In the 1990s, liberals weren’t entirely happy with a triangulating and philandering Bill Clinton, but they were able to escape from that reality in a movie written by Aaron Sorkin called The American President, in which Michael Douglas plays a Clinton-like chief executive. The biggest difference between the movie and real life was that the president in the film didn’t have an annoying Hillary-type wife around to cramp his style, since, in the script, she is conveniently dead. That allowed the movie prez to date a hot DC lefty lobbyist played by Annette Bening. In the film, both liberalism and love triumph as the president eschews a Clintonesque pragmatic compromise in order to win back his girlfriend. The film inspired a TV series, The West Wing, also written by Sorkin. That show (which ran from September 1999 to May 2006) depicted the doings of another fictional White House and enabled liberals to escape into a fantasy world in which the George W. Bush administration didn’t exist.

Sorkin is reported to be currently working on adapting a tell-all book about John Edwards for the silver screen, but he took time out from his labors to blog at the Huffington Post about another TV series with heavy political overtones: TLC’s Sarah Palin’s Alaska.

It’s hardly a surprise that a lefty like Sorkin has no use for Palin, but his denunciation of her show was focused primarily on his opinion that its depiction of the former governor as an outdoorswoman was largely fake and also because it showed fish and animals being killed. The TLC channel responded to his accusations by saying that, contrary to Sorkin’s accusation, there was no hair and makeup trailer standing by as Palin shot at a caribou in the wild. But frankly, who cares? All reality shows are to some extent fake, even if the characters are real people rather than fictional characters.

But one needn’t be a fan of Palin to observe that a person who has made a nice living producing politically slanted movies and TV shows — all of which were intended to promote the sort of liberal politics Sorkin likes and to generally trash conservatives — is in no position to cry foul over Sarah Palin’s Alaska. Unlike The American President and The West Wing, Palin’s show doesn’t pretend to be art. It’s just pure Palin and should be judged as such.
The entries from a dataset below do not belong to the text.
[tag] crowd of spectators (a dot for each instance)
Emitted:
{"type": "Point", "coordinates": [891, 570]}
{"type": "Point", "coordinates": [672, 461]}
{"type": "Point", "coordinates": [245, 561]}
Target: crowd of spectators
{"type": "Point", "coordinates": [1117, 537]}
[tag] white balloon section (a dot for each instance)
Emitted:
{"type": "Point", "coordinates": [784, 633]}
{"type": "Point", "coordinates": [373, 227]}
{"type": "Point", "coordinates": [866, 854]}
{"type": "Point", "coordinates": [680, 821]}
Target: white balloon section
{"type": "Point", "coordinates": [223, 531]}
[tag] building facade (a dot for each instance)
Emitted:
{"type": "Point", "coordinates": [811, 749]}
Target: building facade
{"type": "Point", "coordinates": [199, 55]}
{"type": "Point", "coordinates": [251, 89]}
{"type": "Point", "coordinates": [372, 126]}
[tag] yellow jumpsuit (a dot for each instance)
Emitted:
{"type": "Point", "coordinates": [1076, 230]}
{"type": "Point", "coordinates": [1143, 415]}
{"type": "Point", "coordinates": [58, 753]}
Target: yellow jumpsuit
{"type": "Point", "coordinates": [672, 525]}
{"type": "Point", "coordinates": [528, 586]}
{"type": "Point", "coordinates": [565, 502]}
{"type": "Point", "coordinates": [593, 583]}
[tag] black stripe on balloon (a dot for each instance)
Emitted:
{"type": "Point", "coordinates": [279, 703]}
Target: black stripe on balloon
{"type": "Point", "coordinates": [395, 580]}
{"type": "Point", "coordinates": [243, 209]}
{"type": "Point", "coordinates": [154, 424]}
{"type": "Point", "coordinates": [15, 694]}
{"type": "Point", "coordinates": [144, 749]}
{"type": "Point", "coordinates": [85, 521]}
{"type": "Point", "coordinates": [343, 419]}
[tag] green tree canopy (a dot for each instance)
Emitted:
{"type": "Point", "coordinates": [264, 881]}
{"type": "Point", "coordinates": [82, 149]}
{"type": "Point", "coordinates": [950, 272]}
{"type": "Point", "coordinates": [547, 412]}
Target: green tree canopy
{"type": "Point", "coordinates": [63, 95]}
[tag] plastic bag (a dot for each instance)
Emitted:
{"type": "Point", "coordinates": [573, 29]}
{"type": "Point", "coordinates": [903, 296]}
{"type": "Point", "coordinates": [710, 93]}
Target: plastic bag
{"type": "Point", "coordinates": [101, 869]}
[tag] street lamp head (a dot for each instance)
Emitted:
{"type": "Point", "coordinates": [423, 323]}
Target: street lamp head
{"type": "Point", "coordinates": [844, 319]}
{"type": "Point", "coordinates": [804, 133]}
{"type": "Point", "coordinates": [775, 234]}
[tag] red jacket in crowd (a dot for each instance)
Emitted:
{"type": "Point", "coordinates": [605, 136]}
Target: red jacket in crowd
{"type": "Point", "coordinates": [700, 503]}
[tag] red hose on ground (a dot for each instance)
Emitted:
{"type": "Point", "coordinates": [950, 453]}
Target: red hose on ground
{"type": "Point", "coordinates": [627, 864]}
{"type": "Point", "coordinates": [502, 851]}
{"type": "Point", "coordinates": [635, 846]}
That makes it a good deal more honest than Sorkin’s more sophisticated productions.

Sorkin’s second accusation is that Palin’s show is, in effect, a politically motivated “snuff film” because (unlike that disclaimer at the end of every movie you see these days) animals were definitely harmed in the making of the show. Now for those of us who don’t number among the 10 percent of Americans who hunt, this may be gruesome stuff. Yet Sorkin goes further and claims there’s no difference between the Great White Huntress Palin and dog killer/quarterback Michael Vick.

Now it is one thing to have moral qualms about hunting animals for sport (despite Palin’s claim in the show that the animals actually have the advantage, I think that would be true only if they had guns and could shoot back). But it is another to damn her as a murderer and to express, as Sorkin does in a sentence replete with profanity, joy over instances of hunters killing each other by accident. After all, approximately 30 million Americans hunt. And a lot of those people are Democrats and others who share Sorkin’s liberal views.

Sorkin claims the caribou that Palin kills in one episode “was the first moose ever murdered for political gain.” Maybe, but it’s funny that Sorkin doesn’t seem to remember the goose that was murdered in a vain attempt to save John Kerry’s candidacy in October 2004. Desperate to establish a sense of authenticity, Kerry bought a hunting license, donned camouflage gear, and, while toting a 12-gauge shotgun, the Democratic presidential candidate traipsed around rural Ohio trying to kill geese and then claimed to have bagged one.

7_23_102104_kerry_huntingI don’t recall Sorkin expressing any public outrage over that incident since its intent was to further a political aim he supported: George W. Bush’s defeat at the polls. All of which goes to show that whatever you may think about Palin or hunting, Sorkin’s hissy fit is mere partisan tripe. Which, come to think of it, is as apt a characterization of his film and TV work as it is of Sarah Palin’s Alaska.